La domanda di energia elettrica del Regno Unito è scesa del 4,7% nel 2020 a 281 TWh, guidata da un forte calo della domanda industriale a causa delle restrizioni COVID-19, mentre l’aumento dell’uso domestico è stato accompagnato da un cambiamento nelle tendenze stagionali. È quanto emerge dalle statistiche del governo realizzate dalla Beis.

ULTIMO TRIMESTRE 2020 IN RIPRESA

L’ultimo trimestre dell’anno ha visto i livelli di consumo di energia elettrica riprendersi a livelli più vicini a quelli dello stesso periodo 2019 nonostante un secondo lockdown nazionale, con una domanda complessiva in calo del 2,2% sull’anno. Gli ultimi dati hanno mostrato una domanda di gennaio 2021 di 28,03 TWh, in aumento rispetto ai 27,96 TWh del 2020 ma in calo rispetto ai 29,33 TWh del 2019.

“Nel 2019 e negli anni precedenti, il consumo domestico è stato superiore a quello non domestico nel primo trimestre e nel quarto trimestre dell’anno e inferiore nei trimestri secondo e terzo. Per il 2020, tutti e quattro i trimestri dell’anno hanno avuto un consumo domestico simile o superiore ai livelli del consumo industriale e di altri consumi non domestici”, ha detto il Dipartimento per le imprese, l’energia e la strategia industriale.

FONTI RINNOVABILI IN AUMENTO

L’elettricità totale generata nel 2020, pari a 312,8 TWh, è scesa del 3,7% rispetto all’anno precedente, mentre le importazioni nette sono scese del 15% rispetto all’anno precedente, a 17,9 TWh.

Le fonti rinnovabili hanno generato 134,3 TWh nel 2020, un aumento dell’11%. Al contrario, la generazione da combustibili fossili è scesa del 14% a 120,5 TWh.

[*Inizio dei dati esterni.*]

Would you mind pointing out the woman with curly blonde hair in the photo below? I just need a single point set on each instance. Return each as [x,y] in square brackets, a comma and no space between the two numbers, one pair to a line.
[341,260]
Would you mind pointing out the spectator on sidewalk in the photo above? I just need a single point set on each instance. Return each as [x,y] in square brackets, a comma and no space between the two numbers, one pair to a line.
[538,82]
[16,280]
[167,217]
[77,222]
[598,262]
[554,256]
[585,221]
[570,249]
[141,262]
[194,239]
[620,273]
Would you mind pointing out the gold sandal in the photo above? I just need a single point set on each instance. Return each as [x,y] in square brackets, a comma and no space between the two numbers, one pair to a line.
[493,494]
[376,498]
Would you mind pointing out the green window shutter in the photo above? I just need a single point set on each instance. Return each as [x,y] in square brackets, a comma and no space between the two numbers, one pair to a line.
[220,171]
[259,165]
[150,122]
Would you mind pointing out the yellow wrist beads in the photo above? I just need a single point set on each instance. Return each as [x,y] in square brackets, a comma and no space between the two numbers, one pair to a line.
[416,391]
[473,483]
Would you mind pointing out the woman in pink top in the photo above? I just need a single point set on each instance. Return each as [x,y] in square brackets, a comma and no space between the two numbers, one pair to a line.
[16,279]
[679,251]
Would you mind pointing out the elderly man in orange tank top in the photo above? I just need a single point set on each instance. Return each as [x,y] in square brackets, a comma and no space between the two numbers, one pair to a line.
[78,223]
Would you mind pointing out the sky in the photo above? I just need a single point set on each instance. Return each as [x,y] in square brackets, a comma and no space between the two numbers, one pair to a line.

Ciò si è riflesso nel mix di generazione, con la quota delle rinnovabili che è salita al 42,9% e i combustibili fossili che sono scesi al 38,5%.

CARBONE E GAS IN DISCESA

“Mentre la generazione di combustibili fossili è diminuita di anno in anno dal 2010, la minore domanda nel 2020 ha ridotto ulteriormente l’uso dei generatori di carbone e gas”, ha detto la BEIS, notando che la generazione di carbone è scesa da un quinto della generazione nel 2015 a solo l’1,7% nel 2020.

Anche la generazione di gas è scesa nel 2020, con un calo del 13% sull’anno a 114,1 TWh, ma il gas “continua ad essere il combustibile dominante nel mix di generazione del Regno Unito, generando il 36,5% del totale nel 2020, anche se questo era in calo di 4,1 punti percentuali rispetto al 2019”, ha detto BEIS.

ANNO DA DIMENTICARE PER IL NUCLEARE

Infine, il nucleare ha avuto un anno da dimenticare, con una produzione in calo dell’11% a/a a 50,3 TWh a causa delle interruzioni statutarie e non pianificate.